With Israel’s military offensive in Gaza continuing in response to Hamas’ Oct. 7 attacks, heightening tensions across the Middle East, the United States did not want to risk further diplomatic escalation with Iran by pushing for a resolution against it at the IAEA, diplomats said.

“If you did do an (IAEA Board) resolution right now ... it’s too dangerous to do anything that could be construed as a wrong signal that could trigger a miscalculation,” a Western diplomat said, citing various factors.

“The region is in this heightened state, you don’t have a ceasefire or resolution of any sort in Gaza, we don’t have the prospects of any kind of nuclear solution, and ... the US is going into presidential elections,” they said.

Diplomats had said before the Board meeting that the three European powers that proposed the last resolution jointly with the United States and generally act in coordination with Washington - Britain, France, and Germany, known as the ‘E3’ - were pushing for a resolution and had drafted a text.
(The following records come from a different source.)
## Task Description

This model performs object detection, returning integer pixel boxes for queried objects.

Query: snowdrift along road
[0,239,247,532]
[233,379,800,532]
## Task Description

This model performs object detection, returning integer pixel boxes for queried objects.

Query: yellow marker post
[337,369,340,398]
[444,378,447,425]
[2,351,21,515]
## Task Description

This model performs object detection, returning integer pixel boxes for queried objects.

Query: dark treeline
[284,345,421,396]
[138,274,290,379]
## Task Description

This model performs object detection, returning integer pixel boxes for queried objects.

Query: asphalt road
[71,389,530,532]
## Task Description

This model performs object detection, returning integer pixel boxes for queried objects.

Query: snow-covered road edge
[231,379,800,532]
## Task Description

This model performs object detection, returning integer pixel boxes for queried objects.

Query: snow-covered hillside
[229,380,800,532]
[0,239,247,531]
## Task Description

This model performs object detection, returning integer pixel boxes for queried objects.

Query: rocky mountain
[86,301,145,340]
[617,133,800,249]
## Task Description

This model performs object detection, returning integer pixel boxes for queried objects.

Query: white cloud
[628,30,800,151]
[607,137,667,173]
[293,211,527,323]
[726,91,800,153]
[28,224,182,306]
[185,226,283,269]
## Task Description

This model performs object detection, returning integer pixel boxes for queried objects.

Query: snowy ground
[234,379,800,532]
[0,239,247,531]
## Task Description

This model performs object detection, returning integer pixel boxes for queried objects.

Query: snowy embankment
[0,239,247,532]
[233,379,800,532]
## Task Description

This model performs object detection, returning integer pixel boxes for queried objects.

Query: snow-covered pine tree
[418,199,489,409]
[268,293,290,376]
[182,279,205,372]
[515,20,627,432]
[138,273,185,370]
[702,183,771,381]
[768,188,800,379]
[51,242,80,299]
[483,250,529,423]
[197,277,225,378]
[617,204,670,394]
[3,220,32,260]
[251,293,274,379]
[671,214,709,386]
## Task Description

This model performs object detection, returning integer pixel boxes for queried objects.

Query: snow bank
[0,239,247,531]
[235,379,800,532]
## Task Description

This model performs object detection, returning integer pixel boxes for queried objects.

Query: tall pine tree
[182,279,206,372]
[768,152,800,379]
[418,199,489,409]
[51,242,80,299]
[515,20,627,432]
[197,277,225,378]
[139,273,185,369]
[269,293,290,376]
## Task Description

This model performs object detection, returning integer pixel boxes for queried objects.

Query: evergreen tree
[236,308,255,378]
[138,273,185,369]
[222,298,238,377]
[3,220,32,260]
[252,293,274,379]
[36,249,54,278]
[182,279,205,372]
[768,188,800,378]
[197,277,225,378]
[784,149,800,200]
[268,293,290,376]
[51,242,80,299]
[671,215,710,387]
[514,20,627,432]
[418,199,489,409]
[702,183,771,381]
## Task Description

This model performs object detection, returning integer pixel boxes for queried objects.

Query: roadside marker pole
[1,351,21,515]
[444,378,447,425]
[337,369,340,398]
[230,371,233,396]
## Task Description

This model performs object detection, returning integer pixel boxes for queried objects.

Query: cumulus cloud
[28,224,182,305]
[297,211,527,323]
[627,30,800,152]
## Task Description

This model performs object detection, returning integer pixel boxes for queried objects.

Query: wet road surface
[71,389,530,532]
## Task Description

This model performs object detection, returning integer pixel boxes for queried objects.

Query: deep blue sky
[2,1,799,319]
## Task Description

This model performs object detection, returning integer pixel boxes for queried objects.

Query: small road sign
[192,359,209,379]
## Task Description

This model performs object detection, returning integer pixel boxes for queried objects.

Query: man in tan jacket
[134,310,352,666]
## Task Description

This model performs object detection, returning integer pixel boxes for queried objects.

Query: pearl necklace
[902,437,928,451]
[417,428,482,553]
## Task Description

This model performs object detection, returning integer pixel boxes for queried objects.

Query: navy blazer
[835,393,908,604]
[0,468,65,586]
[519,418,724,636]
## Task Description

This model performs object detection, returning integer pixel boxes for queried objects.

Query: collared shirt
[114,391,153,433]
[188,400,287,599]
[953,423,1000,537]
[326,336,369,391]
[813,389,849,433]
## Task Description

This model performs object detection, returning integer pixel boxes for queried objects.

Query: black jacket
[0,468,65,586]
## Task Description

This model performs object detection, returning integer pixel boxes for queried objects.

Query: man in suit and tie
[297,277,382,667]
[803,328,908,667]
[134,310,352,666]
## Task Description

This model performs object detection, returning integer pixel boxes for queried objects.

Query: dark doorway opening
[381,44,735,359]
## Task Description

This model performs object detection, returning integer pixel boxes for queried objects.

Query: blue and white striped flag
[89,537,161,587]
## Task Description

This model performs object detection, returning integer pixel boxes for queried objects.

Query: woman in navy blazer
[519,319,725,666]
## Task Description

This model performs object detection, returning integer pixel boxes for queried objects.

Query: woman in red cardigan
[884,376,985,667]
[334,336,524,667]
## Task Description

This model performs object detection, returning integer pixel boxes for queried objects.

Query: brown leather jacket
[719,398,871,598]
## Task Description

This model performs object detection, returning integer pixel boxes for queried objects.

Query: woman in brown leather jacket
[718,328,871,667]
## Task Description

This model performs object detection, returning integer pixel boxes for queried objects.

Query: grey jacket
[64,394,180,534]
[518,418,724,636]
Washington, however, has opposed seeking a resolution against Iran for months, at least in part because of the impending US presidential election in November, diplomats have said, and again it was the most reluctant of the four powers.

The United States and E3 have been vocal in criticizing Iran on these and other issues, such as its growing stockpile of enriched uranium that would be enough, if enriched further, to fuel several nuclear bombs. Iran says it has no such intention.